Les progrès accomplis dans la connaissance scientifique au XXe siècle, dans toutes ses diverses disciplines, a conduit à une conscience résolument accrue de la place que l’homme et cette planète occupent dans l’univers. Dans toutes les sciences, le dénominateur commun continue d’être la notion de l’expérimentation comme méthode organisée pour observer la nature. Au cours du dernier siècle, l’homme a certainement accompli davantage de progrès — sans doute pas toujours dans sa connaissance de lui-même et de Dieu, mais assurément dans sa connaissance des microcosmes et macrocosmes — qu’au cours de toute l’histoire précédente de l’humanité. Chers amis, notre rencontre ici aujourd’hui est la preuve de l’estime de l’Eglise pour la recherche scientifique constante, et de sa gratitude pour les efforts scientifiques qu’elle encourage et dont elle tire profit. De nos jours, les scientifiques eux-mêmes apprécient toujours plus le besoin d’être ouverts à la philosophie s’ils veulent découvrir le fondement logique et épistémologique de leur méthodologie et de leurs conclusions. Pour sa part, l’Eglise est convaincue que l’activité scientifique bénéficie en fin de compte de la reconnaissance de la dimension spirituelle de l’homme et de sa recherche des réponses ultimes qui permettent la reconnaissance d’un monde qui existe indépendamment de nous, que nous ne comprenons pas entièrement et que nous ne pouvons comprendre que dans la mesure où nous percevons sa logique intrinsèque. Les scientifiques ne créent pas le monde; ils apprennent des choses sur lui et tentent de l’imiter, en suivant les lois et l’intelligibilité que la nature nous manifeste. L’expérience du scientifique en tant qu’être humain consiste donc à percevoir une constante, une loi, un logos, qu’il n’a pas créé, mais qu’il a au contraire observé: en effet, cela nous conduit à admettre l’existence d’une raison toute-puissante, qui est différente de celle de l’homme, et qui soutient le monde. Tel est le point de rencontre entre les sciences naturelles et la religion. Par conséquent, la science devient un lieu de dialogue, une rencontre entre l’homme et la nature, et, de façon potentielle, également entre l’homme et son Créateur.

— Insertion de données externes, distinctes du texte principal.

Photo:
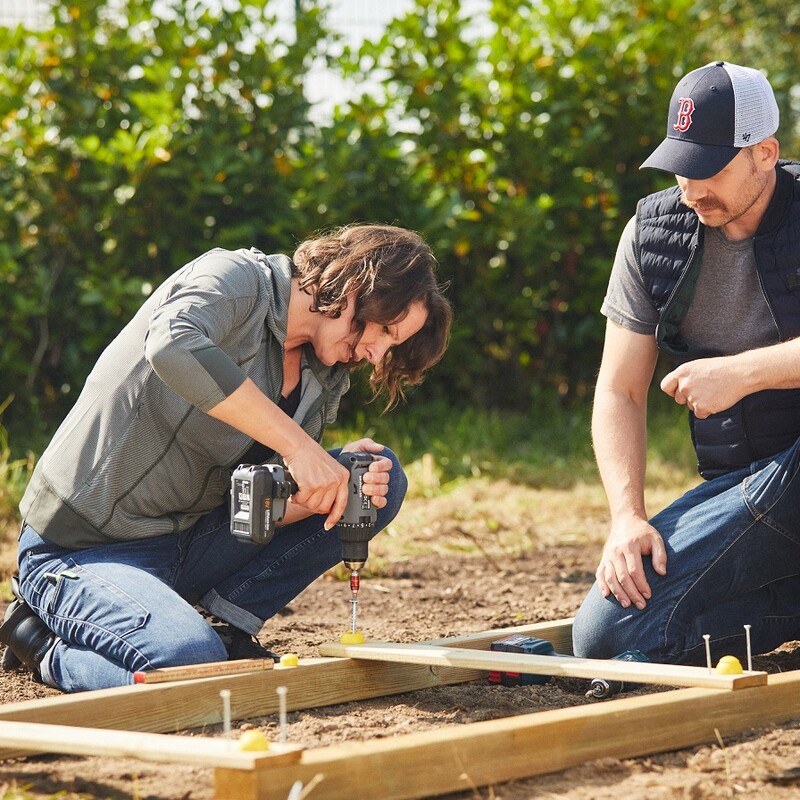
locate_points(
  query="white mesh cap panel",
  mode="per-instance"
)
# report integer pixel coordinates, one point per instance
(756, 114)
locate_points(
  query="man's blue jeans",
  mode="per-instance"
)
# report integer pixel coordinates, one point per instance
(128, 606)
(733, 559)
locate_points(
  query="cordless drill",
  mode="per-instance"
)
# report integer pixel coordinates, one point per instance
(259, 493)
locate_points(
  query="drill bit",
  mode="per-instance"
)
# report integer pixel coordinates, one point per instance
(355, 584)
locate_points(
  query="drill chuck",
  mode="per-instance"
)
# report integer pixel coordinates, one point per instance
(357, 524)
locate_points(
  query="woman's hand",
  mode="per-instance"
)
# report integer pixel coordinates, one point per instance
(376, 478)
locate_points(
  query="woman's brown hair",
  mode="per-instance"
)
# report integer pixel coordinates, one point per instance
(387, 269)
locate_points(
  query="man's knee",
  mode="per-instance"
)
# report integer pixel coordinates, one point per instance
(596, 629)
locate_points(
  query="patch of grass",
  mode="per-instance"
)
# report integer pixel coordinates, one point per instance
(14, 476)
(549, 447)
(497, 485)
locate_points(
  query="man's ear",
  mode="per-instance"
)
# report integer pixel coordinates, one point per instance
(766, 153)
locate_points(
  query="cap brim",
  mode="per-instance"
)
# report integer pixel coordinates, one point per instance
(690, 160)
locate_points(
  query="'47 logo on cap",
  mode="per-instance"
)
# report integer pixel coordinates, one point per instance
(685, 111)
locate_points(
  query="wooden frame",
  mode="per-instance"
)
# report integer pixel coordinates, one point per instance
(413, 765)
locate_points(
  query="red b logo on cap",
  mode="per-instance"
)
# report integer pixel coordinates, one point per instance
(685, 111)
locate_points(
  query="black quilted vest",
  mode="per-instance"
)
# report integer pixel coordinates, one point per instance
(669, 240)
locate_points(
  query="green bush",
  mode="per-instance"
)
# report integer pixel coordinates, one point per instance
(135, 135)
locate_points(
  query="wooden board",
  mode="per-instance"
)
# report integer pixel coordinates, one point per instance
(463, 757)
(198, 750)
(563, 666)
(189, 704)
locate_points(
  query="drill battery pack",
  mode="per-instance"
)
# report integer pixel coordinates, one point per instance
(517, 643)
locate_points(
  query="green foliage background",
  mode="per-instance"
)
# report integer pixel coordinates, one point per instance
(131, 141)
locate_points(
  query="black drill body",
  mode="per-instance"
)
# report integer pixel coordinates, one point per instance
(259, 493)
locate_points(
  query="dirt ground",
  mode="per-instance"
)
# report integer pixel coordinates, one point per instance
(425, 597)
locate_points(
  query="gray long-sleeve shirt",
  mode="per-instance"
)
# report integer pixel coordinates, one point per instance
(138, 456)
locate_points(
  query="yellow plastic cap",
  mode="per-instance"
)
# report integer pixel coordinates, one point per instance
(729, 665)
(253, 740)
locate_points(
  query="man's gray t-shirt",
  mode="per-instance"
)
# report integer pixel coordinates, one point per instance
(728, 314)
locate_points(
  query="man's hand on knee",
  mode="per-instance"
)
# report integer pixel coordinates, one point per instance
(621, 569)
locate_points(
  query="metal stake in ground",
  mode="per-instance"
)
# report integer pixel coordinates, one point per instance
(281, 690)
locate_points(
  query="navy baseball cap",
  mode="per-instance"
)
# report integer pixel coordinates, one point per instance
(715, 111)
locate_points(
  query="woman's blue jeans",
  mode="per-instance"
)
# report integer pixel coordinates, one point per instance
(128, 606)
(733, 559)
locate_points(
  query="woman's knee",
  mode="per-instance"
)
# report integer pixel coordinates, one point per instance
(190, 640)
(594, 633)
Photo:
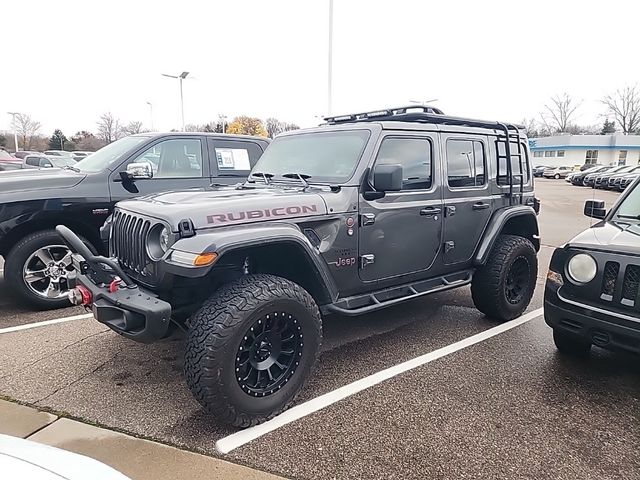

Tandis que nous nous tournons vers le XXIe siècle, je voudrais vous soumettre deux pensées sur lesquelles poursuivre votre réflexion. Tout d’abord, alors que les résultats toujours plus nombreux des sciences accroissent notre émerveillement face à la complexité de la nature, le besoin d’une approche interdisciplinaire liée à la réflexion théologique qui conduise à une synthèse est toujours plus fort. En deuxième lieu, les progrès scientifiques au cours de ce nouveau siècle devraient toujours être guidés par les impératifs de fraternité et de paix, contribuant à résoudre les grands problèmes de l’humanité, et orientant les efforts de chacun vers le bien véritable de l’homme et le développement intégral des peuples du monde. Les résultats positifs de la science du XXIe siècle dépendront certainement dans une large mesure de la capacité du scientifique à rechercher la vérité et à appliquer les découvertes d’une façon qui aille de pair avec la recherche de ce qui est juste et bon.

Avec ces sentiments, je vous invite à tourner votre regard vers le Christ, la Sagesse non créée, et à reconnaître sur son visage, le Logos du Créateur de toutes choses. En renouvelant mes meilleurs vœux pour votre travail, je vous donne avec plaisir ma Bénédiction apostolique.